Comme toute faille humaine, l’ennui a été disséqué par les philosophes. Heidegger a pris le temps, dans ses Concepts Fondamentaux de la Métaphysique, de présenter sur une centaine de pages trois différents types d’ennui : le fait d’être ennuyé par quelque chose, celui de se lasser d’une chose, et l’ennui profond. Schopenhauer considérait, lui, que ce sentiment était révélateur du vide de l’existence mais qu’il était également le fondement de toute société humaine, parce que, saisi par l’ennui, l’être humain va rechercher la présence de ses comparses pour tuer le temps et faire taire le poids de l’existence.

En ce qui me concerne, j’ai la sensation que si le phénomène n’existait pas, nous flotterions dans la vie comme un banc d’huîtres insouciantes ; et à défaut d’un talent particulier (qui aurait pu être de savoir faire du vélo), ces moments de distorsion du temps ont été l’une des plus grandes réussites de mon enfance. Fille presque unique, mon quotidien était rythmé par les plages horaires où l’absence de sollicitation extérieure nourrissait mon imaginaire et déclenchait mille opportunités de laisser parler une créativité débordante, à l’origine d’erreurs plus ou moins réparables le plus souvent dirigées contre ma chevelure – mais, franchement, qui pouvait se douter qu’y malaxer un chewing-gum prémâché pour la parfumer n’était pas une bonne idée ?

« La raison pour laquelle l’ennui mérite un examen approfondi est qu’il représente le temps pur non-dilué dans toute sa répétitive, redondante et monotone splendeur. » (Joseph Brodsky)
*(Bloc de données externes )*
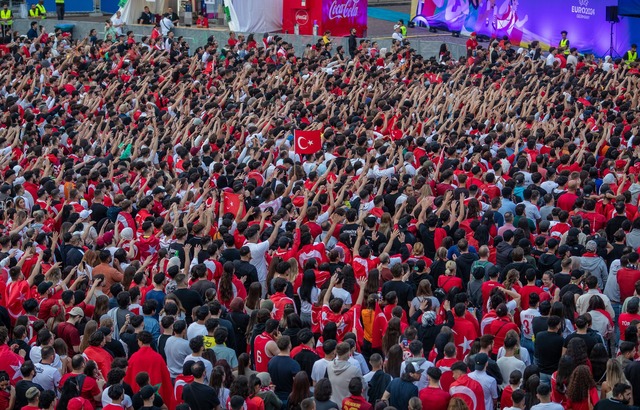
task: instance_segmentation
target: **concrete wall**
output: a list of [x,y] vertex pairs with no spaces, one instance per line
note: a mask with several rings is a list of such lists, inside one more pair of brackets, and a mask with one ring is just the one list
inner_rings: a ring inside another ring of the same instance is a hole
[[[105,20],[107,17],[105,17]],[[104,20],[103,20],[104,21]],[[44,26],[49,31],[52,32],[54,30],[54,26],[58,22],[49,19],[44,20]],[[84,38],[89,35],[89,31],[91,29],[98,30],[99,38],[104,37],[104,22],[91,22],[91,21],[73,21],[73,20],[65,20],[65,24],[74,24],[73,37],[74,38]],[[14,21],[14,29],[18,30],[21,34],[25,34],[29,30],[30,20],[22,20],[17,19]],[[138,24],[133,24],[127,26],[126,30],[132,30],[135,33],[136,39],[140,39],[142,36],[149,35],[151,33],[150,26],[142,26]],[[125,30],[125,31],[126,31]],[[192,49],[196,47],[202,46],[206,44],[207,38],[209,36],[214,36],[219,43],[224,44],[229,38],[228,30],[223,29],[200,29],[200,28],[191,28],[191,27],[180,27],[175,30],[176,37],[183,36],[191,46]],[[259,34],[259,33],[257,33]],[[306,44],[314,44],[315,38],[313,36],[296,36],[292,34],[280,34],[282,38],[284,38],[287,42],[293,44],[295,50],[297,52],[301,52],[304,50]],[[258,35],[257,37],[262,37]],[[335,47],[338,45],[343,45],[345,48],[347,45],[347,38],[334,38],[333,39]],[[380,47],[389,48],[391,45],[391,38],[388,39],[376,39]],[[440,42],[436,41],[427,41],[420,40],[416,38],[411,38],[411,46],[422,56],[425,58],[429,58],[432,56],[438,55],[440,50]],[[459,57],[465,54],[465,46],[461,44],[453,44],[447,43],[451,54],[454,57]],[[334,47],[334,50],[335,50]]]

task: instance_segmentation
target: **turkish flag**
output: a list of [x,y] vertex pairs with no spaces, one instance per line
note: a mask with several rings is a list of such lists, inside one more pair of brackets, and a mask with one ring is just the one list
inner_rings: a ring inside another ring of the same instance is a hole
[[8,345],[3,344],[0,346],[0,370],[7,372],[9,382],[13,386],[22,378],[20,366],[22,366],[23,363],[24,358],[14,353]]
[[293,134],[296,154],[313,154],[322,148],[322,131],[300,131]]
[[164,362],[160,353],[156,353],[149,346],[142,346],[137,352],[129,358],[129,366],[124,381],[131,386],[134,393],[140,390],[136,383],[136,375],[141,372],[147,372],[149,375],[149,383],[157,387],[158,394],[164,400],[170,409],[174,406],[174,390],[171,376],[169,376],[169,368]]
[[462,399],[471,410],[485,410],[482,385],[469,375],[463,374],[451,383],[449,394],[451,397]]
[[19,280],[11,282],[5,289],[5,307],[9,311],[11,316],[11,322],[15,322],[18,316],[24,314],[24,308],[22,302],[29,299],[30,289],[29,283],[26,280]]
[[[234,194],[232,192],[225,192],[223,197],[223,205],[222,205],[224,212],[225,213],[229,212],[229,213],[232,213],[234,216],[237,216],[238,211],[240,210],[241,201],[242,201],[242,198],[240,198],[240,195]],[[244,211],[243,211],[243,214],[244,214]]]
[[471,350],[473,341],[478,337],[478,331],[473,322],[467,318],[456,316],[456,322],[453,325],[453,340],[456,344],[458,360],[464,360],[465,356]]

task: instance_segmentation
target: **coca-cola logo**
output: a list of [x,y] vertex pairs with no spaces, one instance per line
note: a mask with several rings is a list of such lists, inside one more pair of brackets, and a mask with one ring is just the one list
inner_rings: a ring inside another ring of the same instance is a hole
[[309,22],[309,13],[306,10],[296,11],[296,23],[299,26],[304,26]]
[[358,16],[359,0],[333,0],[329,6],[329,19],[348,19]]

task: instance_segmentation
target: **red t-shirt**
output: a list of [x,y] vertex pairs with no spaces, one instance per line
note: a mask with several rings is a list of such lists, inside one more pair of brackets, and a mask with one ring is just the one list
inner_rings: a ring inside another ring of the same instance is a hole
[[616,278],[620,287],[620,303],[624,303],[635,292],[636,282],[640,280],[640,270],[620,268]]
[[518,293],[520,293],[521,296],[520,306],[522,307],[522,310],[529,309],[529,296],[532,293],[537,293],[538,296],[540,296],[542,292],[542,289],[535,285],[526,285],[520,288],[520,292]]
[[362,396],[349,396],[342,399],[342,410],[372,410],[373,406]]
[[442,275],[438,278],[438,287],[449,293],[454,287],[462,289],[462,279],[457,276]]
[[73,347],[80,346],[80,332],[74,325],[68,322],[63,322],[58,325],[56,329],[58,337],[67,344],[69,353],[73,354]]
[[[78,376],[77,374],[73,374],[73,373],[67,373],[64,376],[62,376],[59,384],[60,388],[64,386],[67,380],[77,376]],[[80,394],[80,396],[89,400],[90,402],[93,402],[93,398],[100,393],[101,393],[100,387],[98,387],[98,382],[96,382],[96,379],[89,376],[85,377],[84,381],[82,382],[82,393]]]
[[425,387],[418,394],[424,410],[447,410],[451,395],[440,388]]
[[631,322],[640,320],[640,314],[622,313],[618,318],[618,327],[620,328],[620,340],[624,340],[624,332],[627,330]]

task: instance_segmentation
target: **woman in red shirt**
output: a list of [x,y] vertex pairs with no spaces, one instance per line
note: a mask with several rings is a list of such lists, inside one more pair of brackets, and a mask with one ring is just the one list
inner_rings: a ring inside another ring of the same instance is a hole
[[598,388],[588,366],[581,365],[571,373],[567,386],[567,410],[591,410],[598,402]]
[[444,276],[438,278],[438,287],[442,288],[445,293],[449,293],[454,287],[462,289],[462,279],[456,276],[456,263],[447,261]]

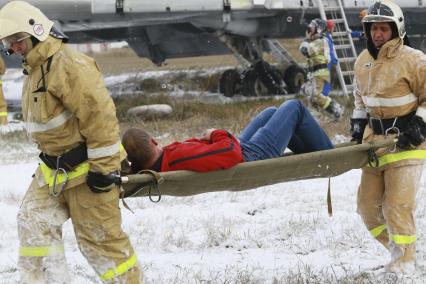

Avec les Deftones susurrant I get bored à mon oreille, la puissance du sentiment s’est décuplée lorsqu’il est entré en contact avec l’été, l’adolescence et la ville de moins de 10 000 habitants, siège de mon expérimentation. Subir ce processus en groupe permet de vivre des expériences fondatrices telles que fumer des mélanges sophistiqués de henné et de thé, ou de vivre sa première cuite un bel après-midi dans un parc municipal, entouré de familles interloquées. On sous-estime souvent l’importance de l’ennui, à l’origine des expériences les plus marquantes, et des films tels que My Summer of love ou Temporada de Patos m’ont plus tard confirmé l’universalité du phénomène.

Loin devant n’importe quel sport extrême, affronter l’ennui est la méthode la plus efficace pour se confronter à ses angoisses. Alors pourquoi ne pas essayer un instant de mettre en pause le divertissement, d’accepter la potentielle perte de temps pour céder à l’introspection et à l’hypothèse plus que probable de se confronter à quelques idées noires ? Le risque est sérieux : devoir faire face à une réflexion originale. Mais, accrochés que nous sommes à nos produits Apple, je crois pouvoir dire que nous ne sommes pas prêts pour ça : l’ennui est un luxe dont notre génération ne semble plus avoir les moyens.